One final question from my side. In terms of recovery profile across different geographies, I mean, if I look at your sales by different regions, APAC is still up close to 18% year-on-year, whereas Europe and North America are down 48% to 50%. How do you see the recovery profile playing out across Europe and North America? Based on the recent order trends that you are seeing exiting June in the first few weeks of July, do you expect these regions to sort of be flat on a year-on-year basis over the next few quarters? Just want to get a sense of how we should expect the recovery profile playing out over the next few quarters?

F
Françoise Chombar
CEO, MD & Executive Director

Well, we only gave you guidance for Q3 because we still believe that it's difficult to project Q4. We see overall that Asia Pacific is continuing its recovery. We don't see a downward trend in that area.
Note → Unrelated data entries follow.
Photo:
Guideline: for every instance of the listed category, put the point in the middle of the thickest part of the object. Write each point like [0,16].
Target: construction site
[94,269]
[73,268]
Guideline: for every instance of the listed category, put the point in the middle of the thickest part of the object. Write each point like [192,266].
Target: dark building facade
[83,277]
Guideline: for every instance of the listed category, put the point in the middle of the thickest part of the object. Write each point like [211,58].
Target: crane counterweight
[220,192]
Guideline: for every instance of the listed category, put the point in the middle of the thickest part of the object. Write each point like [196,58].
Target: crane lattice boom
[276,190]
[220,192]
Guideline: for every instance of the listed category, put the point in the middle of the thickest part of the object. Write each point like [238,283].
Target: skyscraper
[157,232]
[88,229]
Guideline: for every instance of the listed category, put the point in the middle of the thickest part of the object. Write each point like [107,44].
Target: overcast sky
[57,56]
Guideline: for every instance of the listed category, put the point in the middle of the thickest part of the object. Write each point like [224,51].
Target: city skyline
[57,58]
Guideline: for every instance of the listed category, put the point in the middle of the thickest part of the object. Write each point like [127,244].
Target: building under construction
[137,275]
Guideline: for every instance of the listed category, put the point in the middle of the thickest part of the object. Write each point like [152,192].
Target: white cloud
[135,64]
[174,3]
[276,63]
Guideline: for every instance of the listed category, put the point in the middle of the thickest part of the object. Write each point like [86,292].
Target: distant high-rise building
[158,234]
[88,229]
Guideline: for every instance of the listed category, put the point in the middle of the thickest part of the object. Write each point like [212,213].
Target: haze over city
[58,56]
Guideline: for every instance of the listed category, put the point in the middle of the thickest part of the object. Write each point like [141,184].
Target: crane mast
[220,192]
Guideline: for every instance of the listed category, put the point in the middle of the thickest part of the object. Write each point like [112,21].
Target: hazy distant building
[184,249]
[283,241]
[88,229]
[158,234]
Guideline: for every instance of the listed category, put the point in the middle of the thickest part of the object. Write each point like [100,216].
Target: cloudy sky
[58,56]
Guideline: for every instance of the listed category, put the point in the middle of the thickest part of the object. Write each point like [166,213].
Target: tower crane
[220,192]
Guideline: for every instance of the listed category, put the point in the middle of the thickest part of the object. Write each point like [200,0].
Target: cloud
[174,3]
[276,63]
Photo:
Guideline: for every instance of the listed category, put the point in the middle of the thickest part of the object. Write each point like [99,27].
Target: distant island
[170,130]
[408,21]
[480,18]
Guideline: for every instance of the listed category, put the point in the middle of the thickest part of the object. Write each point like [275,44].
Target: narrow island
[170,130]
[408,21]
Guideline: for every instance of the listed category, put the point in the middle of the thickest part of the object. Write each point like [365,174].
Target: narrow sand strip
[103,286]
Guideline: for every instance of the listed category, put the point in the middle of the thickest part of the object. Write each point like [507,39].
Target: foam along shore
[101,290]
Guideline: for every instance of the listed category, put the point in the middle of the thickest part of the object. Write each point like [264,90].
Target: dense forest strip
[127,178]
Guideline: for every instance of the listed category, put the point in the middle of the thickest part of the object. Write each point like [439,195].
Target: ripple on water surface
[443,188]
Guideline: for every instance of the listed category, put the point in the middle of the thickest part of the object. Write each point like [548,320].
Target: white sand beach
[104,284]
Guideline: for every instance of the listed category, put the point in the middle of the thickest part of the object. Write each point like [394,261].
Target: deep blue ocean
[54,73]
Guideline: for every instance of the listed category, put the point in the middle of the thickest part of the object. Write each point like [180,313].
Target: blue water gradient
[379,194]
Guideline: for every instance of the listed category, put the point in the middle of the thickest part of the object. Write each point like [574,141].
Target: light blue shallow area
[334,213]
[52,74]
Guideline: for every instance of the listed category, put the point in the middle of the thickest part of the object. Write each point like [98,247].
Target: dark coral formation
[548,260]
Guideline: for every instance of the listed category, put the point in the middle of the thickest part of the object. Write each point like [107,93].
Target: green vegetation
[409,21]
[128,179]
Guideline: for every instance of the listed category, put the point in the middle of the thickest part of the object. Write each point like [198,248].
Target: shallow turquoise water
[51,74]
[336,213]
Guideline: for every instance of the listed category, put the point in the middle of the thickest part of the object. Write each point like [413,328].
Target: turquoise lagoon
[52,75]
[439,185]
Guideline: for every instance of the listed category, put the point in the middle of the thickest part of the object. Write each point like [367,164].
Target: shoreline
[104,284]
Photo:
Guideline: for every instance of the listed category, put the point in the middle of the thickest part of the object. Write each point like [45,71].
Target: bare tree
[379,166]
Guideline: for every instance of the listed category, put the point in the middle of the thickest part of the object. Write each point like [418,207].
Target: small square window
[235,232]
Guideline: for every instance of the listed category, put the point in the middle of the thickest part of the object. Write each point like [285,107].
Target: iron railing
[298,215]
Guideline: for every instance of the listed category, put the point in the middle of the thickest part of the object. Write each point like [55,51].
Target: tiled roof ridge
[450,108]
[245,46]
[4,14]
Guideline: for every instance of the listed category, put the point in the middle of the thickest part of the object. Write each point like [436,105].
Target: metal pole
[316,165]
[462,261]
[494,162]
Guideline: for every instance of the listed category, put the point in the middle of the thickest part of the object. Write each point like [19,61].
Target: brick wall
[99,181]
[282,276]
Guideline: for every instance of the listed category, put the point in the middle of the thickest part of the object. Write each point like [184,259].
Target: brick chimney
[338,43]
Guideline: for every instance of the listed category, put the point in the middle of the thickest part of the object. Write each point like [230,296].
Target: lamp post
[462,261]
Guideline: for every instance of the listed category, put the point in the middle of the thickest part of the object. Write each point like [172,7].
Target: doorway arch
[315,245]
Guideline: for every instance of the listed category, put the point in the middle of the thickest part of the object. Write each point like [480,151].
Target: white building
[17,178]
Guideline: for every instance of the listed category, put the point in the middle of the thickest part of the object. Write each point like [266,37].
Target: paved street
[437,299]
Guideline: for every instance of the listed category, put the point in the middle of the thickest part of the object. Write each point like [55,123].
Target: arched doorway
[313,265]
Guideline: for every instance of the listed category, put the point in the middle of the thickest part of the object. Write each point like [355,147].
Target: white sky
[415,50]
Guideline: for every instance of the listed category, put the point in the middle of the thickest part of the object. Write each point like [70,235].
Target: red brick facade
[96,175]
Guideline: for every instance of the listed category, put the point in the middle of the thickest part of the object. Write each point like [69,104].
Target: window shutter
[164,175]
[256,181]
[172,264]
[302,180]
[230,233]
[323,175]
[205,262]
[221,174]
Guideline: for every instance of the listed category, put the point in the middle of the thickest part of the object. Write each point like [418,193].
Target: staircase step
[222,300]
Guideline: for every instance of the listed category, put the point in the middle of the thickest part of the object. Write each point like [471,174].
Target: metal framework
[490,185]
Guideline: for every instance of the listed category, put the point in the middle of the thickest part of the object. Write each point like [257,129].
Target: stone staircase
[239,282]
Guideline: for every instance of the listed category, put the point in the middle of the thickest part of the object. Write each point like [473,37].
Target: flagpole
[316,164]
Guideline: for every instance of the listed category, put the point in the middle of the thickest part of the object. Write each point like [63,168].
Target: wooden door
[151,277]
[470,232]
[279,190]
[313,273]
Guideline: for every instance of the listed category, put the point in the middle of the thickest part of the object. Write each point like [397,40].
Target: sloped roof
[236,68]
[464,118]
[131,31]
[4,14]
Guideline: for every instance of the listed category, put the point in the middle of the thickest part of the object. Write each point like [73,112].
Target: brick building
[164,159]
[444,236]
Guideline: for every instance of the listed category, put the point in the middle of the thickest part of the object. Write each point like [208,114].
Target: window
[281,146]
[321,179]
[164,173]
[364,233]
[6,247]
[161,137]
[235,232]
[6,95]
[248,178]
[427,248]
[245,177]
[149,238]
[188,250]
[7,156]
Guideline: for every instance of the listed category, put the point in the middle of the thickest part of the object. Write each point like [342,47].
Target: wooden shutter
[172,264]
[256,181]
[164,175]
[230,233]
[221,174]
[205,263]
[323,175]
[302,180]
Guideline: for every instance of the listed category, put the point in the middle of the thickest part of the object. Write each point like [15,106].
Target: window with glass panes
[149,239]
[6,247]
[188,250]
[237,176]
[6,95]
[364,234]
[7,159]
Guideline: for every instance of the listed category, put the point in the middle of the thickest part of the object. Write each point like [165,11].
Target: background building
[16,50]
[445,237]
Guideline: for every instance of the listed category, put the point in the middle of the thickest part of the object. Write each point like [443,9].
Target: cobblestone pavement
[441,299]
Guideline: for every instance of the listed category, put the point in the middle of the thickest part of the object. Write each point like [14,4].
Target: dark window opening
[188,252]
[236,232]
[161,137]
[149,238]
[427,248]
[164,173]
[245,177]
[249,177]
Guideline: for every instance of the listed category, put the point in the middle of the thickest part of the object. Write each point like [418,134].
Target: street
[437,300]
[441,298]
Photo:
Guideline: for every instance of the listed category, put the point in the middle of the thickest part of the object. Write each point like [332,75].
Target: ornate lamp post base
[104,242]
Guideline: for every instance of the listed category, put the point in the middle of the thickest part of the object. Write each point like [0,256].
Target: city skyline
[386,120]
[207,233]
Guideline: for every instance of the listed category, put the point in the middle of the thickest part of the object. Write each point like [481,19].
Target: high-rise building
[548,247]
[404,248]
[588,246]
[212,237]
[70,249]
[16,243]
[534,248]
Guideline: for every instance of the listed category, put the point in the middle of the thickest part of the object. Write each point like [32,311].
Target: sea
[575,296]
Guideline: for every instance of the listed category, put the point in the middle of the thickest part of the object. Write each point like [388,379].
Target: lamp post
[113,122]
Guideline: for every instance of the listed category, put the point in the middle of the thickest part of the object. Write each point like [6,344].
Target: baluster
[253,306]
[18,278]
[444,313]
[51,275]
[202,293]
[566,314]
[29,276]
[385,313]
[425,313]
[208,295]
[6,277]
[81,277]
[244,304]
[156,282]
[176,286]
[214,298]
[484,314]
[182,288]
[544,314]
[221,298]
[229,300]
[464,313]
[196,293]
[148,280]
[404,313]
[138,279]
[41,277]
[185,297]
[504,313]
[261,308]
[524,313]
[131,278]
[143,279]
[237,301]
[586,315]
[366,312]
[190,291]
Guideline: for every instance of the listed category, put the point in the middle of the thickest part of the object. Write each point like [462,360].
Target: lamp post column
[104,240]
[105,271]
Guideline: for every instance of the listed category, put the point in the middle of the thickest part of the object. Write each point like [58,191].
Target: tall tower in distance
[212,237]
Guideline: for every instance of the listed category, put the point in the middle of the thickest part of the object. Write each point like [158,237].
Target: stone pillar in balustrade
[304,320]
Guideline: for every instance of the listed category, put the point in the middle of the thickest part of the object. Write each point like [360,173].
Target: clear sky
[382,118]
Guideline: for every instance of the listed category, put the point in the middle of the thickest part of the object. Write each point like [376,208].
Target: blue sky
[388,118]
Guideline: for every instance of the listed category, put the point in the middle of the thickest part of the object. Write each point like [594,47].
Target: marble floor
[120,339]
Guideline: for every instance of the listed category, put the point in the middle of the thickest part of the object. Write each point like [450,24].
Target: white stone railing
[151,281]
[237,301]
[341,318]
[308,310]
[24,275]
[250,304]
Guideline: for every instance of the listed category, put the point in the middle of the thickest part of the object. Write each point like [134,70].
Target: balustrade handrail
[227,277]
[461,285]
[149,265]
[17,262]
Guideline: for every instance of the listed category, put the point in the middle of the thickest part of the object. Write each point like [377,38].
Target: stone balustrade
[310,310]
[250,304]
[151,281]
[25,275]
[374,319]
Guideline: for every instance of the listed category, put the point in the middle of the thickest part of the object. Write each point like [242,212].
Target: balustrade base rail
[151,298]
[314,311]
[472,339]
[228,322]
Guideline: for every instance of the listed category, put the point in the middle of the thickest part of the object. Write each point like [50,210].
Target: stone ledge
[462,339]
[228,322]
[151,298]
So that continues to do well. And we see a normalization after a very, very difficult Q2. We see normalization in Europe and in the Americas.

Operator

We currently have no more questions in the queue, so I will hand it back to yourself for any closing remarks.

F
Françoise Chombar
CEO, MD & Executive Director

Well, thank you all. Thank you for your attendance. And until our next earnings conference on October 28, please do keep safe and stay healthy out there. Thank you, and goodbye.

Operator

Thank you for joining today's call. You may now disconnect your lines.